Os fatos conhecidos apontam para um encontro de longa duração — entre duas e três horas — cujo objetivo principal, segundo interlocutores, foi aliviar ressentimentos antigos. Nada de pautas legislativas lapidadas ali: as pendências mais espinhosas, em especial as que envolveram a rejeição, no Senado, da indicação do advogado-geral da União para o Supremo Tribunal Federal, ficaram para depois. A escolha do local e a discrição reforçam a ideia de que se tratou de um gesto de “desgelo” pessoal, com vistas a recuperar um mínimo de interlocução institucional.
Há, porém, camadas políticas que não desaparecem com um aperto de mãos. A ruptura no relacionamento foi desencadeada por decisões do Senado, coordenadas por Alcolumbre, que desagradaram o Executivo — a rejeição da indicação para o STF foi o episódio de maior repercussão. Além disso, o desgaste incluiu divergências sobre prioridades legislativas do governo, como a tramitação da proposta que altera o regime de escalas de trabalho conhecida como 6x1. A postura do presidente do Senado em sugerir uma etapa extra para o andamento dessa proposta foi vista por membros da base aliada como manobra para atrasar votações sensíveis ao governo.
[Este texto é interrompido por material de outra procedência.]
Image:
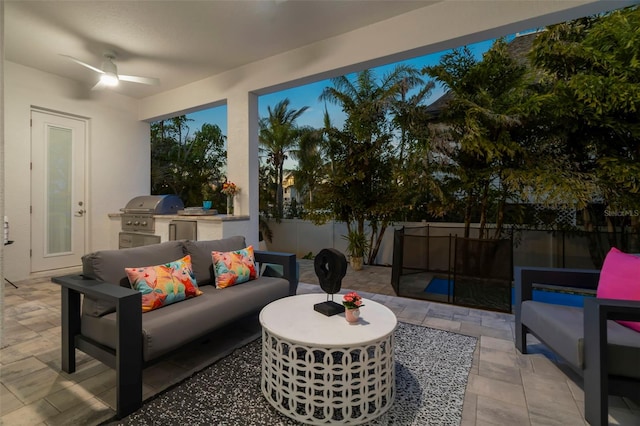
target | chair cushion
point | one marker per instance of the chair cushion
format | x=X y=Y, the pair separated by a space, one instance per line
x=200 y=252
x=620 y=279
x=109 y=266
x=562 y=329
x=173 y=326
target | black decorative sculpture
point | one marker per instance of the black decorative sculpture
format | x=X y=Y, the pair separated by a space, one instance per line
x=331 y=267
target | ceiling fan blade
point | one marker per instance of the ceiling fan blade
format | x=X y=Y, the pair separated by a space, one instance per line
x=78 y=61
x=135 y=79
x=100 y=85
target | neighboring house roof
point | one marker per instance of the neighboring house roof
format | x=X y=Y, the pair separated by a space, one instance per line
x=518 y=48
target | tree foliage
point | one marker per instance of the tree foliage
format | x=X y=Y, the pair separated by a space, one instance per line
x=490 y=100
x=187 y=165
x=592 y=80
x=279 y=135
x=360 y=185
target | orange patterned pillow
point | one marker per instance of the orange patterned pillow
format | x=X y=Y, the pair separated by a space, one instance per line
x=234 y=267
x=162 y=285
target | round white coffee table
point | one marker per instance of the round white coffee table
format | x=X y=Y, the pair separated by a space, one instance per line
x=323 y=370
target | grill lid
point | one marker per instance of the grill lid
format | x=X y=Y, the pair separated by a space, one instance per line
x=154 y=204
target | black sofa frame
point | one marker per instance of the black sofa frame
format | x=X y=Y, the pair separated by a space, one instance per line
x=598 y=384
x=126 y=359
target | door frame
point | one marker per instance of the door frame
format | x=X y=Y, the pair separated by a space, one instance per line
x=86 y=193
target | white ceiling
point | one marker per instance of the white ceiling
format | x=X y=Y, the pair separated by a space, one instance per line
x=177 y=41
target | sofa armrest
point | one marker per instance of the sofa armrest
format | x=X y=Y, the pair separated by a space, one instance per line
x=596 y=378
x=127 y=359
x=526 y=277
x=288 y=262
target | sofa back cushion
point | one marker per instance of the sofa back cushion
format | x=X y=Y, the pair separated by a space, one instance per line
x=201 y=259
x=109 y=266
x=620 y=279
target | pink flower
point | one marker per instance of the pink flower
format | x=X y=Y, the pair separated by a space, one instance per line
x=352 y=300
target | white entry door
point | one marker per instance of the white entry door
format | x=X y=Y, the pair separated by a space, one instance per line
x=58 y=206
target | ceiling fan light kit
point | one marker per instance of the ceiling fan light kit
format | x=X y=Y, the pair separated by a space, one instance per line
x=109 y=73
x=109 y=79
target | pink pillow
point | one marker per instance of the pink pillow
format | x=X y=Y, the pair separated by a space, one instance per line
x=620 y=279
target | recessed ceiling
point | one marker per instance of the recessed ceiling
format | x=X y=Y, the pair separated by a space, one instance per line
x=178 y=42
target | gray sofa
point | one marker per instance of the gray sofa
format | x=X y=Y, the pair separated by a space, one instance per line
x=109 y=324
x=604 y=352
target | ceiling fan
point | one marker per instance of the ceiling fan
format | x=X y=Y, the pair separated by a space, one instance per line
x=109 y=73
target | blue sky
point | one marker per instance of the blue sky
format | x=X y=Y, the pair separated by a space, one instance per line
x=308 y=95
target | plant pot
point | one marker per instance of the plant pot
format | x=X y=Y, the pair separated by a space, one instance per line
x=356 y=263
x=352 y=315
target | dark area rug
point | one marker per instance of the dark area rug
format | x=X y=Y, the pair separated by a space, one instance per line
x=432 y=367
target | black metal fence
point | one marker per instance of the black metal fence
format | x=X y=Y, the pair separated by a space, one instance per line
x=435 y=263
x=463 y=271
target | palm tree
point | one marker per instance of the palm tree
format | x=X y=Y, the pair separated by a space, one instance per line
x=361 y=186
x=278 y=136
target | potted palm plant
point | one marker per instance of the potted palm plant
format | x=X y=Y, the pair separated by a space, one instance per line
x=357 y=246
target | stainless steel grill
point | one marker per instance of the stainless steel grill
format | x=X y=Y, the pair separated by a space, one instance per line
x=137 y=215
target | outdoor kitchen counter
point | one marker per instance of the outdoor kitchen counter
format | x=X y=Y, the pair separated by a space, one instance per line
x=211 y=227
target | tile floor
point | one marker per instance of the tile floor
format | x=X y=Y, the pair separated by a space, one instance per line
x=504 y=387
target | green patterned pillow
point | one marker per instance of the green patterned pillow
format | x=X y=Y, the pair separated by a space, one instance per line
x=162 y=285
x=234 y=267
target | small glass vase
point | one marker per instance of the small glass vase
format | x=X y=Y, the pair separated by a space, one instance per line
x=352 y=315
x=230 y=205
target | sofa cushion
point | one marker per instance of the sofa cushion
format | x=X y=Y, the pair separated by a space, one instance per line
x=175 y=325
x=620 y=279
x=234 y=267
x=562 y=328
x=109 y=266
x=164 y=284
x=200 y=252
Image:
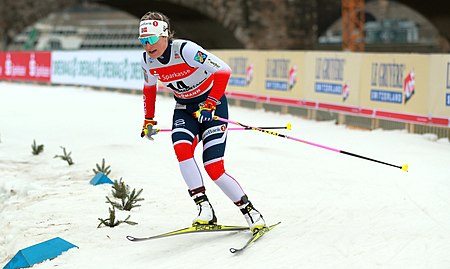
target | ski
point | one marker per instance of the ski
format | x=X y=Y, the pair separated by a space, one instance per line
x=255 y=237
x=199 y=228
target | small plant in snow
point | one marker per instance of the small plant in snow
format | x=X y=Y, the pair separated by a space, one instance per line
x=104 y=169
x=36 y=148
x=112 y=222
x=66 y=156
x=127 y=199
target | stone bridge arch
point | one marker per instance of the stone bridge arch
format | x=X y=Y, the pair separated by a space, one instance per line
x=250 y=24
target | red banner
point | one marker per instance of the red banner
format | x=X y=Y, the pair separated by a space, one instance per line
x=25 y=66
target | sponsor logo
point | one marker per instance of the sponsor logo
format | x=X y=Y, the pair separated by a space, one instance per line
x=214 y=130
x=279 y=76
x=329 y=76
x=179 y=122
x=345 y=92
x=213 y=64
x=145 y=75
x=386 y=96
x=409 y=86
x=200 y=57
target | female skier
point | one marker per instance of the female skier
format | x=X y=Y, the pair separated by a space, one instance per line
x=198 y=80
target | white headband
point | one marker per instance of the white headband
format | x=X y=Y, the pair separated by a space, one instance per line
x=154 y=27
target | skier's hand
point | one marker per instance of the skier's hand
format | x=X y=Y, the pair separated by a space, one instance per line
x=206 y=111
x=147 y=129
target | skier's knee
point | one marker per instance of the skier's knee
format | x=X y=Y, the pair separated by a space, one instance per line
x=215 y=169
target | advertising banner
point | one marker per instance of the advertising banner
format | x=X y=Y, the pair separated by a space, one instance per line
x=113 y=69
x=333 y=77
x=397 y=83
x=246 y=69
x=25 y=66
x=439 y=95
x=283 y=74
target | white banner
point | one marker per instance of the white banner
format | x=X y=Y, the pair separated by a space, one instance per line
x=107 y=68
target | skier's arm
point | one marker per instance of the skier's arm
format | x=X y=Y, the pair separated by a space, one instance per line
x=196 y=56
x=149 y=98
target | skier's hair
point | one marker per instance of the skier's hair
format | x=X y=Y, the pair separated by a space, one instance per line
x=153 y=15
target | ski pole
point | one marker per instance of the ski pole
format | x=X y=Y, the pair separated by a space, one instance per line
x=288 y=127
x=402 y=167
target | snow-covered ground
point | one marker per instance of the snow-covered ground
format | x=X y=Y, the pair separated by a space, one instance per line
x=336 y=211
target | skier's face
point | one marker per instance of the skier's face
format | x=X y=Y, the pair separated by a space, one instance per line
x=156 y=49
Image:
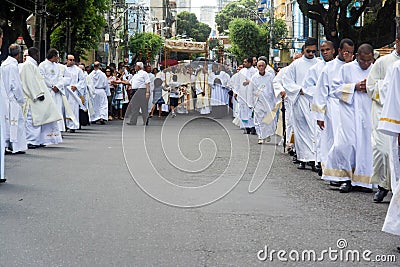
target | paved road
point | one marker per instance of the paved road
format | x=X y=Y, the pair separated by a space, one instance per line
x=80 y=203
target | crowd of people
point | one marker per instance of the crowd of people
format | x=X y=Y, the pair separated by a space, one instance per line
x=341 y=117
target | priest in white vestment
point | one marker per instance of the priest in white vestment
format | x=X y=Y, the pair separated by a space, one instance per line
x=234 y=86
x=2 y=129
x=40 y=110
x=263 y=102
x=102 y=90
x=389 y=123
x=381 y=143
x=203 y=91
x=53 y=77
x=2 y=120
x=310 y=89
x=302 y=119
x=244 y=96
x=15 y=122
x=219 y=93
x=325 y=105
x=350 y=159
x=75 y=86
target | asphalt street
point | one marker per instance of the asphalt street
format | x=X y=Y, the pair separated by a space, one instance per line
x=176 y=193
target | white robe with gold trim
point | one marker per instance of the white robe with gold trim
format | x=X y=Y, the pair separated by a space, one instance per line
x=381 y=143
x=389 y=123
x=325 y=106
x=351 y=155
x=41 y=116
x=302 y=119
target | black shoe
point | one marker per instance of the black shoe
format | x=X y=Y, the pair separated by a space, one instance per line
x=381 y=194
x=30 y=146
x=345 y=187
x=335 y=184
x=302 y=166
x=316 y=169
x=362 y=189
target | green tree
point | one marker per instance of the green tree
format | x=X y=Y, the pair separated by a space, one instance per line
x=187 y=24
x=87 y=22
x=232 y=11
x=251 y=39
x=145 y=46
x=340 y=20
x=247 y=38
x=85 y=27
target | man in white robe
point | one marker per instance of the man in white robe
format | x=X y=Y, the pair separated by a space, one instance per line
x=75 y=86
x=15 y=126
x=219 y=94
x=89 y=94
x=245 y=95
x=389 y=123
x=234 y=86
x=102 y=90
x=2 y=129
x=350 y=158
x=40 y=110
x=2 y=120
x=325 y=105
x=278 y=86
x=381 y=143
x=302 y=119
x=203 y=91
x=53 y=77
x=219 y=81
x=310 y=89
x=263 y=102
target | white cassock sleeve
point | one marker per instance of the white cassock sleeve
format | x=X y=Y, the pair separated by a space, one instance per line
x=375 y=81
x=321 y=95
x=310 y=82
x=289 y=82
x=277 y=82
x=389 y=122
x=343 y=91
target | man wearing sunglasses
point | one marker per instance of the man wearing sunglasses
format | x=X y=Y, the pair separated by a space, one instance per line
x=302 y=121
x=325 y=105
x=350 y=159
x=310 y=88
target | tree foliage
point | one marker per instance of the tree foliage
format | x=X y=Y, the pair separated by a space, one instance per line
x=145 y=46
x=87 y=22
x=232 y=11
x=251 y=39
x=341 y=17
x=247 y=38
x=188 y=24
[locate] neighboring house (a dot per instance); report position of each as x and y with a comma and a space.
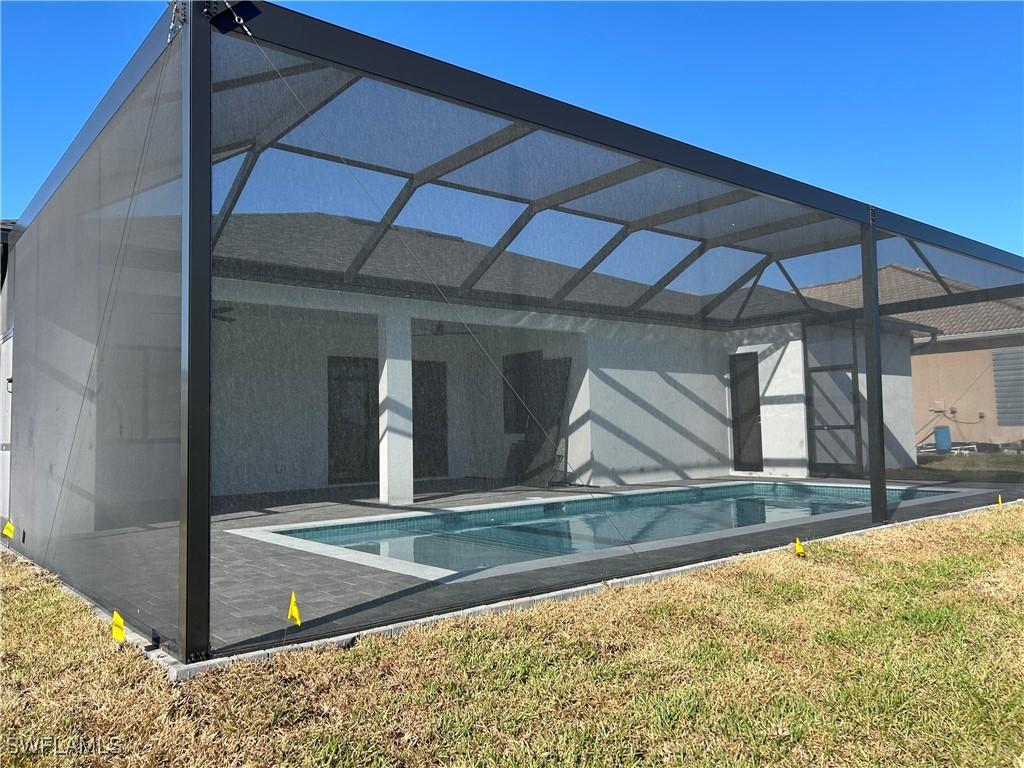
968, 360
293, 271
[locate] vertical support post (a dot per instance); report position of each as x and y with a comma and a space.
194, 541
395, 397
872, 372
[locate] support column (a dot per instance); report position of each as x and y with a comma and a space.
395, 393
872, 373
194, 534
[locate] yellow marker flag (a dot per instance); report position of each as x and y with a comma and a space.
118, 628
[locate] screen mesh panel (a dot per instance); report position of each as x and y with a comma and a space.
436, 329
95, 428
947, 403
538, 165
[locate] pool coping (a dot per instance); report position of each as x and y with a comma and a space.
273, 534
179, 672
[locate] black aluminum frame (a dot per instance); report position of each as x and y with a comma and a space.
197, 221
820, 469
281, 27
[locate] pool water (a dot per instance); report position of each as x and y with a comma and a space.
488, 538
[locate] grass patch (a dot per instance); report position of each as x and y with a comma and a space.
901, 646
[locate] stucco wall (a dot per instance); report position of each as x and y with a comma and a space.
783, 403
646, 403
961, 380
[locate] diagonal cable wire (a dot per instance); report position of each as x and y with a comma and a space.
412, 252
104, 317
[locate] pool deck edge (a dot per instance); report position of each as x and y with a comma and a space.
179, 672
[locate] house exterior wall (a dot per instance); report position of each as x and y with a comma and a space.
783, 401
645, 403
897, 399
962, 380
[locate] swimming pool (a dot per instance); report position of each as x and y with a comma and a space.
442, 543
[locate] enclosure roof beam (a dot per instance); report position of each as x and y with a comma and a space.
793, 285
1003, 293
553, 201
442, 167
253, 155
670, 275
738, 283
928, 263
750, 293
700, 206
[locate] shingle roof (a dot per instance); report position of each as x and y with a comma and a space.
898, 283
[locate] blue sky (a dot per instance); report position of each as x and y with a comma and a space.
918, 108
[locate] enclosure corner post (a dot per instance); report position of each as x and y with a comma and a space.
872, 372
194, 544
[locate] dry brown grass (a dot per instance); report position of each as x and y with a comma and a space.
900, 647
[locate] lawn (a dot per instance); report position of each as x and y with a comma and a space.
902, 647
980, 467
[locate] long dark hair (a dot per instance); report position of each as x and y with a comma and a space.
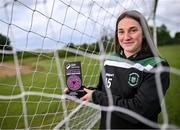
148, 46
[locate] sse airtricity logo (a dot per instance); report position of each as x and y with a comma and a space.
133, 79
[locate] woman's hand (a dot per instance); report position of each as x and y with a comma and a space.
87, 97
66, 90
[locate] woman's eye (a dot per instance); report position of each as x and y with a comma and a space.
133, 30
120, 32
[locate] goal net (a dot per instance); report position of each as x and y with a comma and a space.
38, 37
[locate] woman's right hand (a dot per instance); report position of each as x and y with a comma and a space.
66, 90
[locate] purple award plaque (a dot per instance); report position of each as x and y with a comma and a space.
73, 75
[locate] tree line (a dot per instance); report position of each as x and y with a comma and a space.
105, 44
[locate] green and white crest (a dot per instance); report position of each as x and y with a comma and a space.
133, 79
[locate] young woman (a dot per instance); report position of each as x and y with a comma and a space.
130, 75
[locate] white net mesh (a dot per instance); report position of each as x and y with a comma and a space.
44, 34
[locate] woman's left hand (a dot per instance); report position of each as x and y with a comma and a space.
88, 95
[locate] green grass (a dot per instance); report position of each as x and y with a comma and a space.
172, 54
46, 111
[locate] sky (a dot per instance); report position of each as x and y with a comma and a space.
52, 24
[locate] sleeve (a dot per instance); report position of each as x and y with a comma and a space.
146, 101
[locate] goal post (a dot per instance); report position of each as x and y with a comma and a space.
44, 34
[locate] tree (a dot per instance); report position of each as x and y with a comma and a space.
163, 36
5, 43
176, 39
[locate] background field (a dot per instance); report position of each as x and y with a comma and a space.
43, 77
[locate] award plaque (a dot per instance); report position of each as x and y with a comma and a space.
74, 79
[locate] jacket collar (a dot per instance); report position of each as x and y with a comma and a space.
138, 56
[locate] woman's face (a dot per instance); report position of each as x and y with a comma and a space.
130, 36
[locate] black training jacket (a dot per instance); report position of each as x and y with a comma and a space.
132, 83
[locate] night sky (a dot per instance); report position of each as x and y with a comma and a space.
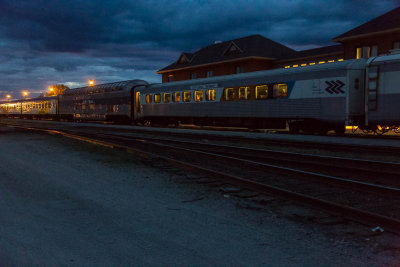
43, 42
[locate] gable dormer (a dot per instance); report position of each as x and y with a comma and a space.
232, 49
184, 58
O quadro sugere motivações práticas para a trégua: para Lula, recuperar canais de contato com a mesa do Senado reduz riscos de bloqueios a matérias de interesse do Executivo; para Alcolumbre, restabelecer diálogo com o Palácio preserva influência e evita isolar-se politicamente. Ambos, por ora, optaram por deixar as divergências principais arquivadas até o pós-eleitoral — uma decisão típica em calendários políticos onde a proximidade de pleitos altera prioridades.
A escolha de um ministro do Supremo como anfitrião incide numa outra camada interpretativa. Valendo-se de uma figura do Poder Judiciário como espaço neutro, as partes buscaram evitar palcos parlamentares ou públicos que ampliariam a crispação. Isso pode ser lido como tentativa de conter ruídos e vazamentos, mas também como um mecanismo de privatização de acordos que deveriam, em última instância, transpôr o terreno das relações pessoais e se inscreverem em tratativas institucionais transparentes.
Restam dúvidas sobre a profundidade do entendimento. Reatar laços pessoais é passo necessário, mas não suficiente, para assegurar avanços em votações delicadas ou para dissipar suspeitas de manobra parlamentar. A decisão de postergar debates e negociações até depois das eleições é prudente em termos de curto prazo, mas também deixa a conta para o futuro: quando os temas voltarem à agenda, a mesma combinação de interesses e resistências tende a emergir.
O gesto de distensão, portanto, funciona como um remédio paliativo. Aproveita-se a reaproximação para normalizar a convivência institucional — algo desejável em qualquer democracia —, mas a eficiência dessa trégua será medida na prática: se redundar em ganhos de governabilidade e previsibilidade legislativa, terá impacto concreto; se servir apenas para selar um compasso de espera, o choque volta com intensidade quando as pendências retornarem.
Em política, simbologia e substância caminham juntas. O encontro consumado sob sigilo mostra capacidade de negociação privada entre lideranças, mas também evidencia a fragilidade de um relacionamento que depende mais de gestos pessoais do que de pactos programáticos. O teste real virá quando o Senado tiver de deliberar sobre propostas sensíveis ao governo: será ali, e não nos salões de uma residência, que se mostrará se a trégua foi apenas fotográfica ou efetivamente transformadora.